I hated the earthquake. It roused old fears and old fears reminded me again that his unshakable good humor, his cheerful pessimism, his flashes of impatience, his affectionate cynicism toward mankind, above all his gay acceptance of life as he found it were now no more. The old uncertainty was with me again, and forever.
The most modern theater, by way of contrast to Kabuki, was more of a shock than even I could take. It came about in this manner. We went one day to the production manager with a list of our tentative characters. We entered his office, preceded by a pretty girl, and found him that morning businesslike and dignified. The jovial man about town had totally disappeared. He delayed a proper time to show how busy he was and perhaps how important, and we knew he was both busy and important and we sat waiting. Tea appeared but the production manager was still busy. Finally he joined us and we gave him our list of actors. He pointed immediately to two doubtful names. He could not speak English at all that morning, it seemed. The pretty girl interpreting, he said that he merely suggested, he was not directing — this with a bitter look at the American — but we should make better choices for the two leading men than we had done. We agreed promptly but reminded him that the man we wanted most had not been released to us by his firm. Hearing this, he got up, walked around, rubbed his head, groaned loudly several times and talked through three telephones at once. Nothing happened except no — no — no — from three directions. He attached a pretty girl to a fourth telephone, sat behind his desk, and twisted his hair in both hands and groaned again. Then he knocked himself on the head with clenched fists and turned to us, beaming. He had an idea. The final performance of Japanese rock-and-roll singers and musicians was taking place at that very instant in his own rock-and-roll theater. He would accompany us there, we could see all the best rock-and-roll young men and we could then take our choice. He would command any whom we chose to be our actors. They would listen to him. “I am big producer,” he said loudly and now in English.

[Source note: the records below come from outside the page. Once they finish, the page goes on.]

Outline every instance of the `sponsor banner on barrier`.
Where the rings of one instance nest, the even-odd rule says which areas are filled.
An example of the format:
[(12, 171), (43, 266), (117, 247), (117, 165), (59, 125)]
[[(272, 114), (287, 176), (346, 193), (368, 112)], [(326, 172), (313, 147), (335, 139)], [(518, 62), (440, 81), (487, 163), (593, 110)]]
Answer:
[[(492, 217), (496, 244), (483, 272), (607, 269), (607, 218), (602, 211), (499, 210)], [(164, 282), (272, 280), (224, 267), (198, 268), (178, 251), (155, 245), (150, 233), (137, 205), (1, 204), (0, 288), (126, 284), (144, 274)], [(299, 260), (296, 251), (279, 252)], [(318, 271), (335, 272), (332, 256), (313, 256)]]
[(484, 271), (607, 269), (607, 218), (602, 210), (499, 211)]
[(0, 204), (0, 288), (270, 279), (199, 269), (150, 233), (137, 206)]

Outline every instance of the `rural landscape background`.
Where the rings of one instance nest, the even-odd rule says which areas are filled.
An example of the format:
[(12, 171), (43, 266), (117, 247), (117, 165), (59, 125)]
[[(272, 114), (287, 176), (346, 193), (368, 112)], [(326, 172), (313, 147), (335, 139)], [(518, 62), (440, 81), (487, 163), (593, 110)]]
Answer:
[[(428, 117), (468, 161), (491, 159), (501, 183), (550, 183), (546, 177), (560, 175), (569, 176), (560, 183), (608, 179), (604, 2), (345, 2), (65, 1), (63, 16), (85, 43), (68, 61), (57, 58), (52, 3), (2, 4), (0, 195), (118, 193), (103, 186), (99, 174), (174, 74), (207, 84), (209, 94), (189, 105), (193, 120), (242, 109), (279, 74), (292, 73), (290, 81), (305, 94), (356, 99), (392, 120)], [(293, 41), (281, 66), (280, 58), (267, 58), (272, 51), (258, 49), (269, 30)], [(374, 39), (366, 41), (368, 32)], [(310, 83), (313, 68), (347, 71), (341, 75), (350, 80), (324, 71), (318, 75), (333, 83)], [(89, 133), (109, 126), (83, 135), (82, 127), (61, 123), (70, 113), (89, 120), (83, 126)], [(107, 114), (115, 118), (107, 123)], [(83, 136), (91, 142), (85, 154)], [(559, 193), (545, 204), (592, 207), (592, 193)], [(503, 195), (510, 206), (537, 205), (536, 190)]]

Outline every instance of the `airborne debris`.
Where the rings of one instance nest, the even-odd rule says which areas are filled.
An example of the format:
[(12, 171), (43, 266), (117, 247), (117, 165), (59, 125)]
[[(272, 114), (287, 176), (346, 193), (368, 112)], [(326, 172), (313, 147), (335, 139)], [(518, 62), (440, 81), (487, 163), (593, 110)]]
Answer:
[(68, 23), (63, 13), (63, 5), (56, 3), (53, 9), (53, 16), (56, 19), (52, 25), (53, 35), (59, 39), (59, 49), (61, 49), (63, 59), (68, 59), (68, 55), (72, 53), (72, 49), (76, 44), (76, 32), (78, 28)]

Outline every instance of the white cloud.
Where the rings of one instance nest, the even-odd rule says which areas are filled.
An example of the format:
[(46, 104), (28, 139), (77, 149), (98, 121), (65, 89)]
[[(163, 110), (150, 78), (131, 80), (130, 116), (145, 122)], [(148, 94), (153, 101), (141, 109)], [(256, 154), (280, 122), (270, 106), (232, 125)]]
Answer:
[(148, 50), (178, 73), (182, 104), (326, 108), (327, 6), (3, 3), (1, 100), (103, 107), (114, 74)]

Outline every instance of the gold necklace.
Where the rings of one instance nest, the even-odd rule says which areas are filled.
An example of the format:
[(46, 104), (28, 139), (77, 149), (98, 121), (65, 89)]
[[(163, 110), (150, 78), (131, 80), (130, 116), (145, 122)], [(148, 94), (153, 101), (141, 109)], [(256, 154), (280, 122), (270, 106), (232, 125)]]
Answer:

We agreed with alacrity, he plunged ahead, a behemoth but amiable, and we followed to be packed into cars and delivered at the theater. It was a huge place, and when I was led to a seat in a box, the last and only seat in the enormous theater and reserved, of course, for the production manager himself, I was simply stunned by what I saw. All the teen-agers in Japan were assembled there, or so it seemed, certainly thousands and thousands of them.
I sat and stared at stage and audience alike. This was indeed a Japan new to me, rock-and-roll, dancing girls and singing boys, American songs, western songs sung in English, and only a very few Japanese songs. The girls screamed just as they do in my own country, and they sounded just as silly. What is this affliction of the young, spreading from land to land? Thousands upon thousands of young Japanese — oh, very young — the performers are in their teens or barely out of them, and very young girls in skirts and blouses ran out from the audience to hang wreaths of paper flowers and paper streamers on their male favorites. Only one girl sang, a handsome girl of eighteen with an excellent voice.
“What do the parents think of this?” I asked the production manager.
“It disgusts them,” he said, “but what can they do?” What can they do indeed, here or anywhere! Our business, however, was to find actors. After the grand finale we went downstairs into a small hot room and interviewed three or four young men viewed on the stage through opera glasses as possibilities. We were hopeful, for they sang in English so well that we were led to think they might speak English. Such was not the case. The only sentence they spoke well was the same one. “I cannot speak English,” and they had each studied English six years in school. Then we found one bright exception, a gentle-faced boy who is called the Eddie Fisher of Japan. He spoke beautiful English. The explanation was that his mother was half-English and he had learned at home. We asked him to come the next morning for an audition.